Kenekuk the Kickapoo Prophet

With a New Foreword by Kiara M. Vigil

Joseph B. Herring

Most of the Indians whose names we remember were warriors—Tecumseh, Black Hawk, Sitting Bull, Crazy Horse, Geronimo—men who led their people in a desperate defense of their lands and their way of life. But as Alvin Josephy has written, “Some of the Indians’ greatest patriots died unsung by white men, and because their peoples were also obliterated, or almost so, their names are forgotten.”

Kenekuk was one of those unsung patriots. Leader of the Vermillion Band Kickapoos and Potawatomis from the 1820s to 1852, Kenekuk is today little known, even in the Midwest where his people settled. His achievements as the political and religious leader of a small band of peaceful Indians have been largely overlooked. Yet his leadership, which transcended one of the most difficult periods in Native American history—that of removal—was no less astute and courageous than that of the most warlike chief, and his teachings continued to guide his people long after his death.

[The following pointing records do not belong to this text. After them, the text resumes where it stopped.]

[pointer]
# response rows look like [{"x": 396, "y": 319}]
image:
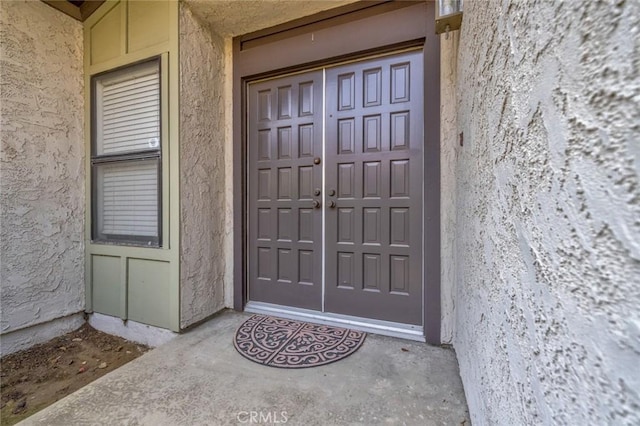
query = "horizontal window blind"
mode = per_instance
[
  {"x": 128, "y": 198},
  {"x": 128, "y": 110}
]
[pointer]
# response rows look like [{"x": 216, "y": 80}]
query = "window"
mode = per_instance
[{"x": 126, "y": 156}]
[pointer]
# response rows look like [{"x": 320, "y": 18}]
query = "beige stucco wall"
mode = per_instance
[
  {"x": 42, "y": 171},
  {"x": 448, "y": 143},
  {"x": 203, "y": 178},
  {"x": 548, "y": 207}
]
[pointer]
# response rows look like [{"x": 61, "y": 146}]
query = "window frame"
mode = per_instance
[{"x": 97, "y": 160}]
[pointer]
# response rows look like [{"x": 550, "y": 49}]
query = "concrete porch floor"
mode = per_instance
[{"x": 199, "y": 379}]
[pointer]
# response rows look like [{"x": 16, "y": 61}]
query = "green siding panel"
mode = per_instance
[
  {"x": 149, "y": 292},
  {"x": 107, "y": 286}
]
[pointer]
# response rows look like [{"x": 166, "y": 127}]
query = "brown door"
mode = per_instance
[
  {"x": 371, "y": 195},
  {"x": 285, "y": 217},
  {"x": 374, "y": 139}
]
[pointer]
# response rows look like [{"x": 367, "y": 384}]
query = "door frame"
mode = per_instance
[{"x": 325, "y": 39}]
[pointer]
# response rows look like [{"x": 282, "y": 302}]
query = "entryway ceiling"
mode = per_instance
[{"x": 237, "y": 17}]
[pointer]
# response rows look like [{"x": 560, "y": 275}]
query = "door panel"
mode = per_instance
[
  {"x": 373, "y": 239},
  {"x": 284, "y": 135}
]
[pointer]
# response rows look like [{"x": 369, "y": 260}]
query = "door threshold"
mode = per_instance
[{"x": 385, "y": 328}]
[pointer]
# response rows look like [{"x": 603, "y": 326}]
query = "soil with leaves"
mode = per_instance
[{"x": 35, "y": 378}]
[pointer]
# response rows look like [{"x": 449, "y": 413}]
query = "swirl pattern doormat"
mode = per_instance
[{"x": 284, "y": 343}]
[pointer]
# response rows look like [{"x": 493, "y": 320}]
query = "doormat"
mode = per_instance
[{"x": 283, "y": 343}]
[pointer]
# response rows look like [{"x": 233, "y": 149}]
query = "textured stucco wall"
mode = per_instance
[
  {"x": 203, "y": 117},
  {"x": 41, "y": 166},
  {"x": 448, "y": 143},
  {"x": 548, "y": 202}
]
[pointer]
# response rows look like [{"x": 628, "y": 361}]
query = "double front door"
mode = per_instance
[{"x": 335, "y": 187}]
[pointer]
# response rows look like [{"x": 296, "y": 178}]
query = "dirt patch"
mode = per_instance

In his policies as well as his influence he was unique among American Indians.

In this sensitive and revealing biography, Joseph Herring and explores Kenekuk’s rise to power and astute leadership, as well as tracing the evolution of his policy of acculturation. This strategy proved highly effective in protecting Kenekuk’s people against the increasingly complex, intrusive, and hostile white world.

In helping his people adjust to white society and retain their lands without resorting to warfare or losing their identity as Indians, the Kickapoo Prophet displayed exceptional leadership, both secular and religious. Unlike the Shawnee Prophet and his brother Tecumseh, whose warlike actions proved disastrous for their people, Kenekuk always stressed peace and outward cooperation with whites. Thus, by the time of his death in 1852, Kenekuk had prepared his people for the challenge of maintaining a separate and unique Indian way of life within a dominant white culture. While other bands disintegrated because they either resisted cultural innovations or assimilated under stress, the Vermillion Kickapoos and Potawatomis prospered.

About the Author

Joseph B. Herring previously worked as an archivist at the National Archives, a senior program officer at the National Endowment for the Humanities, and taught history at Kansas Newman College (now Newman University). He is the author of two books and his articles on Native American history have appeared in the American Indian Quarterly, Western Historical Quarterly, Kansas History, and Great Plains Quarterly.

Kiara M. Vigil is associate professor of American studies at Amherst College. She is the author of Indigenous Intellectuals: Sovereignty, Citizenship, and the American Imagination, 1880–1930.